オオカミ様の遠吠えが聞こえる
カズイシ村では夜中になると時折、遠吠えが聞こえることがあった。
その声は犬の遠吠えに似たものだったが、それよりも細く、高く、いくつもの音が寄り集まって一つの大きな声になっているようだった。
アユムはその音を聞くたびに、家のすぐ近くにたくさんの獣がいるような気がして、怖くてたまらなかった。
「クオン、クオン。外に何かいるよ」
恐怖のあまり泣き出しそうになると、アユムはクオンの寝床に潜り込んだ。
「あれは、オオカミ様の呼び声だ」
最初、わけも分からず泣くアユムに、クオンが話してくれたことがある。
「食べ物や暖かな家、そして人。この村には獣が喜ぶものがたくさんある。オオカミ様はそれらを守ってくれているんだ。

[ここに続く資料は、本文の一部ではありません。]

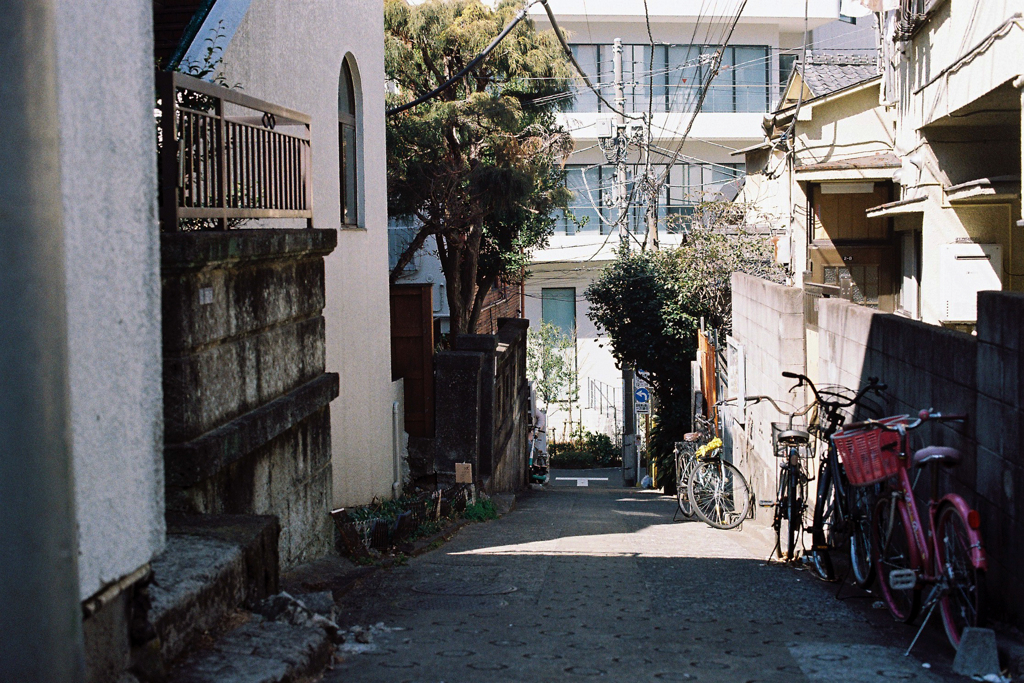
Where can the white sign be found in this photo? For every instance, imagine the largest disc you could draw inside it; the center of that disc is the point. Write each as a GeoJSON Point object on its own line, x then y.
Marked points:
{"type": "Point", "coordinates": [582, 481]}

でもその恐怖を忘れるな。オオカミ様は命を奪う恐ろしい神様なのだから」
クオンはそう語ると眠ってしまった。その夜アユムは何度も自分のすぐ傍に、耳まで裂けた大きな口をしたオオカミがいる夢を見て飛び起きるのだった。
※
次の日、アユムはマリの宿屋で食事をしながらオオカミ様のことを聞いてみた。
「馬鹿だなお前、まだオオカミ様なんて怖がってんのか?」
開口一番、呆れたようにレイが言った。と思ったら、口元に指を当て何かを考えてからにやりと笑って言った。
「なぁアユム、こんな話を知ってるか?
ある日一人の子どもが村の外に遊びに出たらしい。夕方を過ぎ、帰ろうと思ったんだがここがどこだかわからない。道に迷っちまったんだろうな。泣きそうになったとき、ふと後ろから何かがついてくる気配がしたそうだ。
何かいる。
そいつは子どもがどんなに速く走ってもついてくる。懸命に足を動かし続けた。――するとようやっと見慣れた村への道が見つかったんだ。
これでやっと帰れる。
そう思った子どもは最後の力を振り絞って駆けだした。だけど疲れていたんだろうな。木の根に足を引っかけて転んじまった。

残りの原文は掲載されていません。